A l’accordéon, Jean-Paul Denanot, président du Conseil régional du Limousin, joue la vie en rose d’Edith Piaf. Les tullistes et leur ancien maire communient avant de se quitter. François Hollande n’y tient plus et reprend la parole pour déclarer sa flamme: «Merci la Corrèze! Au revoir et à bientôt, nous ne nous séparerons jamais. La ville est belle ce soir», lance-t-il à cette terre qui l’a élu à 75,7 %. Avant de partir, il lâche cette confidence, à propos de la place sur laquelle il se trouve qu’il avait fait refaire en 2006: «j’avais imaginé, oui, j’avais imaginé un jour…»

«Dimanche, la joie est forte et intense et ensuite la responsabilité vient vite», anticipait-il samedi. Avant son discours, déjà dans le bain, il a appelé la chancelière allemande Angela Merkel. Mais dimanche soir, devant ses Corréziens, il savoure au terme d’une journée intense. A 10h30, il arrive après une courte nuit à son bureau de vote. Légèrement tendu, comme la veille, où il concédait une «appréhension» alors que les derniers sondages se resserraient. Heureusement, il est à Tulle. «Ici, je suis auprès des miens. Je lui dois ça à cette Corrèze qui m’a tant donnée», expliquait-il. Des applaudissements saluent sa sortie du bureau de vote et déjà il part faire la tournée des autres bureaux. Comme chaque jour de scrutin. «Les rites donnent le rythme», dit-il. Occupent surtout ce superstitieux pour la plus longue journée de sa vie.

Un rituel pour se rassurer

Dans chaque bureau, des tullistes l’attendent pour lui faire la bise, dédicacer une affiche, prendre des photos. Ou simplement le toucher. Comme pour lui dire en revoir. «Il reviendra. Mais Paris, c’est sa place maintenant», glisse Roland, à la mairie de Laguenne. Il serre encore des mains, entend des «François t’es le meilleur». Et entre dans la mairie partager un verre de vin avec le maire, un «rituel porte-bonheur» en place depuis trente ans.

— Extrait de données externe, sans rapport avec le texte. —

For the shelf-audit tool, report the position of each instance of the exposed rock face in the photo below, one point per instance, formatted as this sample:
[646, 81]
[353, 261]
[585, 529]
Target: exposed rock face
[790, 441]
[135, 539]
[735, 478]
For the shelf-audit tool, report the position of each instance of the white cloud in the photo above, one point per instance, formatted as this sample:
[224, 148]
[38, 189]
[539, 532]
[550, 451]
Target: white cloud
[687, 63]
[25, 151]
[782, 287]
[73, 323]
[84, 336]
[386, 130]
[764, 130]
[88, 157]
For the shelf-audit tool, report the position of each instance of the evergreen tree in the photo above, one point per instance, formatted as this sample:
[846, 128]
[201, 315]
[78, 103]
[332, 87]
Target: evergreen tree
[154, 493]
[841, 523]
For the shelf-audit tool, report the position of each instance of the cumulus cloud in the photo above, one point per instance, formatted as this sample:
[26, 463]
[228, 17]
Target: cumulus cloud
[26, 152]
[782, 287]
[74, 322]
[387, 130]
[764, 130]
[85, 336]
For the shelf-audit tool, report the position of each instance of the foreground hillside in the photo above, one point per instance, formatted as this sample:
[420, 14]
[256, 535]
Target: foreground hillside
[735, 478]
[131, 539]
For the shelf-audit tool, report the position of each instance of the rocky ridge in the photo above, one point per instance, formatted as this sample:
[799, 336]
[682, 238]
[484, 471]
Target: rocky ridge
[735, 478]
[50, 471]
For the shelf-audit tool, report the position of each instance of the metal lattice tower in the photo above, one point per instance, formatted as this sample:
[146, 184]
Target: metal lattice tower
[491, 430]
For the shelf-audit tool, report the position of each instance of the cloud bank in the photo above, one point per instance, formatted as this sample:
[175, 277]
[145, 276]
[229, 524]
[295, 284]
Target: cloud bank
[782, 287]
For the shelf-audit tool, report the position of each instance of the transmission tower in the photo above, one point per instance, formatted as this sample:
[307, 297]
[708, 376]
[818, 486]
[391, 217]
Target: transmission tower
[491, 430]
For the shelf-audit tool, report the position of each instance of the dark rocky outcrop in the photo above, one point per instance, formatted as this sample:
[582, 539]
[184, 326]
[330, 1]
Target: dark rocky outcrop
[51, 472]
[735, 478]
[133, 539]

Vers 14 heures, des Tullistes l’attendent – encore! — devant le Central, où il doit déjeuner. Il débarque un franc sourire aux lèvres. Les sondages sortis des urnes sont positifs. A une dame, il lâche: «ce soir, il y aura de la pluie mais pas de larmes». A Reuters TV, il dit encore: «I’m confident, I’m sur» [je suis confiant, je suis sûr]. Mais il reprend encore la route, pour parcourir son canton, toujours ces rites pour se rassurer, comme les sportifs à la veille de grands événements.